Stats Observations Mean Std Min 25% 50% 75% Max
Barley 1149 1897.88 491.47 1305.50 1518.50 1817.50 2100.00 3261.00
Cocoa 1178 2434.53 195.72 1895.00 2314.00 2436.00 2552.00 3054.00
Coffee 1177 138.38 48.13 86.65 104.10 118.20 158.70 258.35
Corn Futures 1193 459.15 133.72 302.75 362.75 387.25 557.25 818.25
Crude Oil 1268 62.73 20.48 -37.63 52.07 61.35 70.78 123.70
Heating Oil 1263 2.06 0.76 0.61 1.70 1.98 2.19 5.14
Natural Gas 1268 3.35 1.68 1.48 2.40 2.78 3.73 9.68
Newcastle Coal 1191 130.71 97.25 48.50 67.85 97.15 141.58 440.00
Oats 1176 371.37 151.57 220.75 273.19 300.50 403.81 807.00
RBOB Gasoline 1262 1.92 0.69 0.41 1.48 1.90 2.16 4.31
Rough Rice 1177 12.99 1.94 9.78 11.70 12.56 13.74 22.07
Soybean Meal Futures 1184 348.65 54.63 280.00 303.77 329.40 391.65 521.90
Soybean Oil Futures 1200 41.72 17.05 24.99 28.59 31.70 57.95 90.60
Sugar #11 1181 14.53 3.04 9.21 12.15 13.36 17.66 20.42
Wheat 1191 615.65 172.68 416.50 504.25 541.00 693.00 1425.25

TABLE 4:Summary Statistics of the External Data Commodity Prices. Note:1.Due to difference in trading rules, commodity futures can have different number of trading days.2.Crude Oil had negative price during Covid when cost of carry exceeded intrinsic value.Visualization Code.
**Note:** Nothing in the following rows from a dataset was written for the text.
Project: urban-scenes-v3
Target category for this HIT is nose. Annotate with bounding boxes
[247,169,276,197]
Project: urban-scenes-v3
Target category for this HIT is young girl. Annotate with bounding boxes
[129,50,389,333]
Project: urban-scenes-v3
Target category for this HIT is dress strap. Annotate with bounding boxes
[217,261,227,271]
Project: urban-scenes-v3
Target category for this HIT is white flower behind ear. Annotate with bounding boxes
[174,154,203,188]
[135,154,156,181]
Because it is rare for people to buy commodities at spot price with immediate payment and delivery, we collected futures contract prices, which capture market supply and demand more accurately. Above TABLE 4 shows the summary statistics of 15 kinds of commodities. We choose food and energy commodities because they are more related to normal people's daily lives, thus are more related to Reddit users.


...

FIGURE 5: Timeseries of Reddit and External Data.Visualization Code.

To study the intertemporal commodity price impact from Reddit, we plotted all the time series together to have a direct observation. As shown from the FIGURE 5, some commodities had a clear uptrend after the conflict declared. "Barley", "Corn", "Crude Oil", "Heating Oil", "Natural Gas", "Newcastle Coal", "RBOb Gasoline", "Soybean Meal", and "Wheat" all had an immediate rise in prices at the end of February. This price movement is in line with our expectation that the conflict has disrupted production and trade of several commodities, particularly those where Russia and Ukraine are key exporters, including energy, and grains.
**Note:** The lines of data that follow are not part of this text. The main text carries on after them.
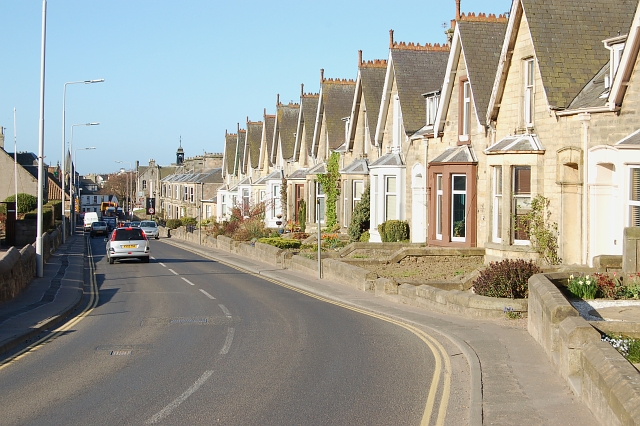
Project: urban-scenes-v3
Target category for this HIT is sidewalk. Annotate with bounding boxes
[160,238,598,426]
[0,234,85,354]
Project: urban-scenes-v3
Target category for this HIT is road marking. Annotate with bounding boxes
[218,305,231,318]
[199,284,215,300]
[146,370,213,424]
[220,327,236,355]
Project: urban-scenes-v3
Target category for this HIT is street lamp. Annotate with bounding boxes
[73,146,96,221]
[69,123,100,234]
[115,160,133,220]
[62,78,104,243]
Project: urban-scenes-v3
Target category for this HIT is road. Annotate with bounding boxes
[0,238,462,425]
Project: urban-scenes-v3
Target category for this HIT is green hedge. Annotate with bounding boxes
[258,237,302,250]
[378,220,409,243]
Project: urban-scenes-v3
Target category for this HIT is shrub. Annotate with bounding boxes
[258,237,302,250]
[166,219,182,229]
[378,220,409,243]
[4,192,38,213]
[473,259,542,299]
[347,185,371,243]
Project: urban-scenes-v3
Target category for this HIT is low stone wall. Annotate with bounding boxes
[528,274,640,425]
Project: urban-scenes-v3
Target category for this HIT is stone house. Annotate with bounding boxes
[369,30,449,243]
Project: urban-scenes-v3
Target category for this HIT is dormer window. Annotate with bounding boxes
[603,35,627,89]
[423,90,440,126]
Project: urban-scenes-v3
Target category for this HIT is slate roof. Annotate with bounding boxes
[295,93,320,159]
[247,121,262,169]
[272,103,300,160]
[390,44,449,136]
[360,61,387,143]
[429,145,478,164]
[224,133,238,175]
[484,134,545,154]
[457,19,507,124]
[321,79,356,149]
[236,129,247,173]
[520,0,638,108]
[369,152,404,169]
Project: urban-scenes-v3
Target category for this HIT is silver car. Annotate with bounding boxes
[105,228,149,265]
[140,220,160,240]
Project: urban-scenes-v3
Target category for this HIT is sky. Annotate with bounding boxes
[0,0,511,174]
FIGURE 6: Commodity Price Changes Since Feb 24 2022.Visualization Code.

While many commodities had an impact from the event, some commodity prices recover faster than others like Wheat and Barley. FIGURE 6 shows that Wheat and Barley had 17% and 16% increases in one month. But after 6 months at the end of August, both Wheat and Barley's prices dropped below Feb 24's level. Later in our study, it would be interesting to find out if our Reddit data can explain this price reversion.